BRENNENDE RACHE
(THE BURNING, USA, 1981, Regie: Tony Maylam)
Nachdem Crosby, der Leiter von Camp Blackfoot, durch einen Streich von Jugendlichen schwerste Verbrennungen erlitten hat, schwört dieser Rache. Er hat es sich zum Ziel gesetzt, ein Sommercamp aufzusuchen, um die Kinder und Jugendliche zu dezimieren. Sein Weg führt ihn zum Camp Stonewater, in dem sich bereits viele Jungen und Mädchen eingefunden haben, um einen schönen Sommer zu verbringen. Dort arbeitet auch Todd, der für die damalige Tat an Crosby mit verantwortlich war.
Auch wenn BRENNENDE RACHE erst mal wie ein FREITAG DER 13. (1980) – Aufguss daherkommt, setzt sich Tony Maylam klar mit Qualität durch, was nicht heißen soll, Cunninghams Film wäre weniger qualitativ. Es ist die inhaltliche Nähe, die hier ein bisschen aufstößt, aber es heißt sogar, dass Produzent Harvey Weinstein das Skript von BRENNENDER RACHE schon vor FREITAG DER 13. in der Schublade liegen hatte.

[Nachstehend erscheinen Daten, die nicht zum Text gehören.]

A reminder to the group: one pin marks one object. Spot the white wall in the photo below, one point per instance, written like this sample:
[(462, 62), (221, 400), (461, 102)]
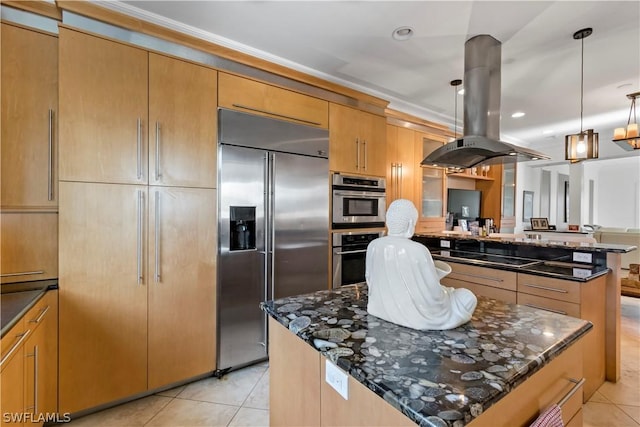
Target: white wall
[(616, 192)]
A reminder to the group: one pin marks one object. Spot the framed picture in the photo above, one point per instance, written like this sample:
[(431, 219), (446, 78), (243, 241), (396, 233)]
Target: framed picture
[(539, 224), (527, 205)]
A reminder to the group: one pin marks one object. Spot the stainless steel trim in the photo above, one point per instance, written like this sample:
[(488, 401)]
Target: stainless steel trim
[(50, 164), (574, 389), (40, 316), (140, 278), (546, 288), (495, 279), (350, 252), (21, 337), (546, 309), (157, 240), (244, 107), (158, 174), (139, 146), (25, 273)]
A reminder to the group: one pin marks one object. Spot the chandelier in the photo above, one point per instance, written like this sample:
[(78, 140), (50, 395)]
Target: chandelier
[(628, 137)]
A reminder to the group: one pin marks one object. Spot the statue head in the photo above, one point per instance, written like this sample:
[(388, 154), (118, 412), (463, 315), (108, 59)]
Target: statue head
[(402, 216)]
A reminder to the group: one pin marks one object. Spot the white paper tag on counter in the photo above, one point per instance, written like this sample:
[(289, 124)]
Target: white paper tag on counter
[(337, 379)]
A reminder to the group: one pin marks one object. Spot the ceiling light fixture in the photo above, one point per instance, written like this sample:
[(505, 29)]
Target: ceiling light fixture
[(402, 33), (583, 145), (628, 138)]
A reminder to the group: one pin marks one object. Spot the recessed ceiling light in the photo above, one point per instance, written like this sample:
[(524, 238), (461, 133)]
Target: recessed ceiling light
[(402, 33)]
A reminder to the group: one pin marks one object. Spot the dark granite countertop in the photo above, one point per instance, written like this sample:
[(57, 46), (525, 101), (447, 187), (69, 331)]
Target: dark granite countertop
[(433, 377), (17, 298)]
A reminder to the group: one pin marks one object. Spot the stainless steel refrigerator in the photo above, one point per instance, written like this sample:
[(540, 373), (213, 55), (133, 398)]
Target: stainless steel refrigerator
[(273, 225)]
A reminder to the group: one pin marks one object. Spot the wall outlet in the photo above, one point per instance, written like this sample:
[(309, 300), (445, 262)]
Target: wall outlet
[(582, 257), (337, 379)]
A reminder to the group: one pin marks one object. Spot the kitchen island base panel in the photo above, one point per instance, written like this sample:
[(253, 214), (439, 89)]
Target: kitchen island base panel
[(300, 396)]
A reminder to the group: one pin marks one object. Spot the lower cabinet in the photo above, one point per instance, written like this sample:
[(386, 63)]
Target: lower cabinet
[(489, 282), (137, 289), (30, 366)]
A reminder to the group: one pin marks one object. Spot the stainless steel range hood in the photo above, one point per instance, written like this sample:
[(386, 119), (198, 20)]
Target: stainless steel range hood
[(481, 141)]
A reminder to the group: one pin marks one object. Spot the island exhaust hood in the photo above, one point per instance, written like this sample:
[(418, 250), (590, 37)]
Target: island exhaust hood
[(481, 141)]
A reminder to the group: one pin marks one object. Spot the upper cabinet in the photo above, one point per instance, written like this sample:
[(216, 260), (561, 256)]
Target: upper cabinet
[(29, 114), (357, 141), (103, 110), (239, 93), (132, 117), (182, 123)]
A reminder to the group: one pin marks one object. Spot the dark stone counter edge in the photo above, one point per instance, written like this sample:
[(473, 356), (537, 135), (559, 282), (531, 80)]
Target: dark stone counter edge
[(43, 286), (530, 369)]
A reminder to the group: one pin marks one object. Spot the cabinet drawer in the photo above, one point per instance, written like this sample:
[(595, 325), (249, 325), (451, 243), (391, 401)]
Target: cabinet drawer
[(486, 291), (560, 307), (246, 95), (564, 290), (484, 276)]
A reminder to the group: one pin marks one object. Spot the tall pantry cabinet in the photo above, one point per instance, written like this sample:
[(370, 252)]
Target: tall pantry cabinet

Wie dem auch sei, auch wenn beide Filme von Rache handeln, die in einem Feriencamp blutig ausgeführt wird, zeigt sich Tony Maylam (SPLIT SECOND, 1992) sehr viel charakterorientierter, zeigt ein Riesencamp mit einer gewaltigen Anzahl von Kindern und Jugendlichen, denen man bei ihren Neckereien, Streitigkeiten und Unternehmungen in der Natur zugucken darf. Nicht, dass die Teenies hier mehr im Hirn hätten als bei FREITAG DER 13., aber die meisten Figuren wirken viel sympathischer und sind besser geschrieben.
Bevor es lange Zeit zu einer recht harmonischen Camp-Stimmung kommt, startet BRENNENDE RACHE mit einem ziemlich fiesen Scherz, der in einem fürchterlichen Unfall endet, bei dem sich Crosby starke Verbrennungen zuzieht. Das Camp-Setting wird kurz verlassen, es geht in die Stadt und ganz kurz nimmt die Inszenierung die Atmosphäre und Drastik von MANIAC (1980) an. Dann geht es zurück in die Natur, und es dauert gut 50 Minuten, bis die Gore-Schraube richtig angezogen wird. Special-Effects-Guru Tom Savini ist das direkte Verbindungsstück von FREITAG DER 13. zu BRENNENDE RACHE, und er darf hier direkt eine Nummer härter zulangen. Besonders Freunde von Heckenscheren kommen hier absolut auf ihre Kosten. Die anfangs so idyllische Floßfahrt, die in ein blutiges Inferno endet, hat eine enorme Wirkung und wurde in dieser Form vorher wie nachher kaum ein zweites Mal geboten. Ein zweites Mal ist ein gutes Stichwort, denn Maylams Film gehört zu den starken Slashern um 1980/81, die keine Fortsetzungen erhielten, wie z.B. MONSTER IM NACHTEXPRESS (1980), BLUTIGER VALENTINSTAG (1981) oder DIE FORKE DES TODES (1981). Sehr verwunderlich, handelt es sich doch um sehr atmosphärische und teilweise sehr harte Slasher, die sich auch heute noch großer Beliebtheit erfreuen.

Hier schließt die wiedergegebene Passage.